I porcelli sono estremamente simili agli esseri umani, quasi quanto le scimmie. Perché stupirsi se ciò accadesse? La cina è la fabbrica del mondo non solo per l’industria, ma anche per le malattie. Prima ci impesta e poi ci venderà i vaccini.

jaguar

Sab, 17/10/2020 - 12:45

Nes, ma noi siamo molto più ospitali dei tedeschi. E anche molto più fessi.

Indifferente

Sab, 17/10/2020 - 13:21

Questo sarà un vero problema! Ben più del covid-19 che, a posteriori, si leggerà come una sorta di prova generale. Già oggi abbiamo focolai nei mattatoi, ma c'è da scommetere che prima la nuova peste sarà alsciata libera di diffondersi e poi cercheranno di porre rimedio. Non so perchè, ma l'idea che si voglia sfoltire la popolazione mondiale mi sembra sempre più realistica..

giovanni951

Sab, 17/10/2020 - 13:24

tutti gli allevamenti intensivi sono fonti di infezioni varie, fabbriche di batteri e virus di ogni tipo. Vedi la “mucca pazza” proveniente dalla GB. Certo, in Cina é tutto questo é alla ennesima potenza.

TonyGiampy

Sab, 17/10/2020 - 14:05

Smax ore 12:16 Arriveranno molto presto. Lei crede veramente che un virus del genere sia farina del nostro sacco? E' un virus intelligente creato con determinate caratteristiche da menti eccellenti in laboratori che non sono sicuramente in Cina ne' su questo pianeta. E' solo una prova per verificare le nostre capacita'. Quello definitivo e' in arrivo.

nova

Sab, 17/10/2020 - 14:07

Si sono già creati maiali con inserimento di DNA umano al fine di espiantare organi da trapiantare, visto che le dimensioni sono compatibili con quelle dei nostri organi vitali.

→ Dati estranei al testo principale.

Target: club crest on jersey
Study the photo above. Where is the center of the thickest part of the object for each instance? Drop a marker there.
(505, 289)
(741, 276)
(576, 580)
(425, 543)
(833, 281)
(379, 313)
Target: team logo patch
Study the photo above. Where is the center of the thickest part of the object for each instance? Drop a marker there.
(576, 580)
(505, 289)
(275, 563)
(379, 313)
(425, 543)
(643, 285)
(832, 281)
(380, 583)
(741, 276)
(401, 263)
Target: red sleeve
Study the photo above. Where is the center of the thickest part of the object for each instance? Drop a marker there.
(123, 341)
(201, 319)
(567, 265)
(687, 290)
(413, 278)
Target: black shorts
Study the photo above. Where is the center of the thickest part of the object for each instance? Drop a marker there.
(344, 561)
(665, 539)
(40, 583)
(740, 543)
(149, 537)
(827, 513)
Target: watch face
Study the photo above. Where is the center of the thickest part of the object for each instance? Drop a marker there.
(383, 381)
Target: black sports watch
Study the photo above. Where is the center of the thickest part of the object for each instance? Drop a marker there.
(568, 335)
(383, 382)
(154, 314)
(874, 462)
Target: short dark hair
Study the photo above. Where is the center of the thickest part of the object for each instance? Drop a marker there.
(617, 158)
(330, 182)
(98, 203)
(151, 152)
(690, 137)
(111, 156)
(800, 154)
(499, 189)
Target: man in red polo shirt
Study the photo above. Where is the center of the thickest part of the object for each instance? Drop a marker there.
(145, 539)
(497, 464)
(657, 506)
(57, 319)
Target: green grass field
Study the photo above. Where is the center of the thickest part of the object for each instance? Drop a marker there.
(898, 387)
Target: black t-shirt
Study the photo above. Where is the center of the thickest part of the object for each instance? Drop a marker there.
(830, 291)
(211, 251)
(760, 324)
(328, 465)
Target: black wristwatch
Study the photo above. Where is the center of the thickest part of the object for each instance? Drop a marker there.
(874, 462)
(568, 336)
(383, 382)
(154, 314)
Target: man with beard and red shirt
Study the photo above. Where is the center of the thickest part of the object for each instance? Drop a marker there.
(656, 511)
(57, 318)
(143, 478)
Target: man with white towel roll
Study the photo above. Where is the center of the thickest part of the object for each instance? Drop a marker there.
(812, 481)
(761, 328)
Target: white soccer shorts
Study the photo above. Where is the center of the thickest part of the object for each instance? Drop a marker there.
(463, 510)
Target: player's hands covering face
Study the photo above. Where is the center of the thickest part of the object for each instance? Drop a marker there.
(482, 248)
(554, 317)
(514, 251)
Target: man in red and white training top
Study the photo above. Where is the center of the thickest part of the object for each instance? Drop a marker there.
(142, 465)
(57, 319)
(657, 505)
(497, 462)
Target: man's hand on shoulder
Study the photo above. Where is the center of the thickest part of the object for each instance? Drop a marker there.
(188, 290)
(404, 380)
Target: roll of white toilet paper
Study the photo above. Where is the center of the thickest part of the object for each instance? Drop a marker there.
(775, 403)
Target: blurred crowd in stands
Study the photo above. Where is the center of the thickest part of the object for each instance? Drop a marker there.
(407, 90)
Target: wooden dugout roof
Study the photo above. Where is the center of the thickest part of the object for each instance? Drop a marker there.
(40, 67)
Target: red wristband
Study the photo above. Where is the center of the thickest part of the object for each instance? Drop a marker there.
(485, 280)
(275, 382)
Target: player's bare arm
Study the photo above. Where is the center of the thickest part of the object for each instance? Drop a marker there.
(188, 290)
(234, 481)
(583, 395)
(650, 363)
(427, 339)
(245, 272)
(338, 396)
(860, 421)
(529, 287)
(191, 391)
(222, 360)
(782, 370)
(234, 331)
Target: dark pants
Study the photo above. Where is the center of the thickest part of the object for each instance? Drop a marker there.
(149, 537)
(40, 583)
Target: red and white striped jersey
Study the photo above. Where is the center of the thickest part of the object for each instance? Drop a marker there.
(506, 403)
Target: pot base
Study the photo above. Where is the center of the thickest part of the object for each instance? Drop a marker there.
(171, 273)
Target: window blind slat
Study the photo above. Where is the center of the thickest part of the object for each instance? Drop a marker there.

Salto di specie voluto

TonyGiampy

Sab, 17/10/2020 - 14:10

Smax ore 12:16 Ovviamente mi riferisco al Covid 19.

Ritratto di Flex

Flex

Sab, 17/10/2020 - 14:25

La globalizzazione ha fallito, frontiere chiuse e controlli a tappeto in particolara su ciò che riguarda i prodotti d'alimentazione.